Lucien Hervé 100 will be the first exhibition in Hungary devoted entirely to the oeuvre of the photographer, who passed away three years ago. The show will presented Hervé's art not only through known and recognised photographic pieces but also through unknown works and even some that have not been displayed before. Thanks to scholarly research visitors can now also see documents that place the artist's activity, working method and network of relations into a wider context and through the numerous new findings will also attract the interest of those who are already well-versed in the photographer's work.

The artist was born under the name of László Elkán in Hódmezővásárhely, Hungary in 1910. He left Hungary at the age of 18 and after residing in Vienna for a year he travelled to Paris and settled there. Until 1939 he made his living working in a bank and then started writing articles and taking photographs for a magazine. During his time as a POW and in the French resistance during World War II a way opened up to him to pursue his artistic endeavours: to draw and paint.
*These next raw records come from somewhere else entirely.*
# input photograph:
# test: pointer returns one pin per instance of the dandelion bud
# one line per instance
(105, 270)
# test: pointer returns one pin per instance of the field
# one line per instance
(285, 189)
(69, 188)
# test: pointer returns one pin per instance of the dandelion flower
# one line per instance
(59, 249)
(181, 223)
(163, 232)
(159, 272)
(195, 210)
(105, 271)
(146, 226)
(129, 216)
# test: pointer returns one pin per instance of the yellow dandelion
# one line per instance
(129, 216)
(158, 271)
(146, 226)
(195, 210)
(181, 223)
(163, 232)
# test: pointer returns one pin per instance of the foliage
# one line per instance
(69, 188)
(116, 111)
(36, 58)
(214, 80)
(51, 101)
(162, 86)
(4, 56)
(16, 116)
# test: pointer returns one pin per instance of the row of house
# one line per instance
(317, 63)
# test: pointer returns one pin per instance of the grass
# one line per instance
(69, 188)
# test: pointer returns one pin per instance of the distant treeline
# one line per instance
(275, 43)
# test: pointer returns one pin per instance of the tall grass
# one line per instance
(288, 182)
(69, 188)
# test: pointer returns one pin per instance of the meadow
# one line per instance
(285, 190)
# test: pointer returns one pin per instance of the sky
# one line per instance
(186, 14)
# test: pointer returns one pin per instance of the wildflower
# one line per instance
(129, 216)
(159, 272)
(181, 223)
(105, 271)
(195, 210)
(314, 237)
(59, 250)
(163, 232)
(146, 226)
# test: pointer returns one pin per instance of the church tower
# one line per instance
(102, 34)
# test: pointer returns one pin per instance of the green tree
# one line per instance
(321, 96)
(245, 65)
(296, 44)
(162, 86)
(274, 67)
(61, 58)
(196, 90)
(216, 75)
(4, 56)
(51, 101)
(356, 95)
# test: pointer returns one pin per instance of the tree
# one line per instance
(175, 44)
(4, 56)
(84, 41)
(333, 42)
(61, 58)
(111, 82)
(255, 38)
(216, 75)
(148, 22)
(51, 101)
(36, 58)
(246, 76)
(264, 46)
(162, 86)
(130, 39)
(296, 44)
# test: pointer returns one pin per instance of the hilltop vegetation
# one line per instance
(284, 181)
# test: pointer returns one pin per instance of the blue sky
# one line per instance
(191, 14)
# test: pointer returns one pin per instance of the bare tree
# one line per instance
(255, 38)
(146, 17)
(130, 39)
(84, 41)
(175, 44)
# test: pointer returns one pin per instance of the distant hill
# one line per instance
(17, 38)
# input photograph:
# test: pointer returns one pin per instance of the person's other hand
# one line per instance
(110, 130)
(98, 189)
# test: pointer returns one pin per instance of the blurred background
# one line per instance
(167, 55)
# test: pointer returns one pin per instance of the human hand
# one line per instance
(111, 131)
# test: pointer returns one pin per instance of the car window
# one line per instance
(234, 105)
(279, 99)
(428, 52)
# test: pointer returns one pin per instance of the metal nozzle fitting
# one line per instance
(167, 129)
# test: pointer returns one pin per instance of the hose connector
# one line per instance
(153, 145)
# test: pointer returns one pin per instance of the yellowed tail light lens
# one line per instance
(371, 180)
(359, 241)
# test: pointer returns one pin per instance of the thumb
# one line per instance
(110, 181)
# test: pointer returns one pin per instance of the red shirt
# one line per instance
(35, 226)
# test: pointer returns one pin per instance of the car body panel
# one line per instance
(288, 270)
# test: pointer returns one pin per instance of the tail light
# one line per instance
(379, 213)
It was at this time that he adopted the alias of Hervé, which he used later as his artist name.

His career took a radical turn in 1949: he met Le Corbusier, who, seeing Hervé's photographs of his residential blocks being built in Marseille at the time, invited him to be his full-time photographer. From this point on Hervé systematically photographed all of Le Corbusier's outstanding architectural works, and he soon received invitations from other contemporary architects to record their work. The greater part of Hervé's oeuvre is composed of photographs taken of modern architecture. He also received commissions in the Near East, India and America and took several thousand photographs during his travels in France and Italy.

The individuality of Hervé's works is created by the stark, geometrical and daring cuts operating with the contrast between light and shadow, which, at the same time, are bereft of any kind of documentary approach. Le Corbusier said that these photographs helped him to better understand his own buildings.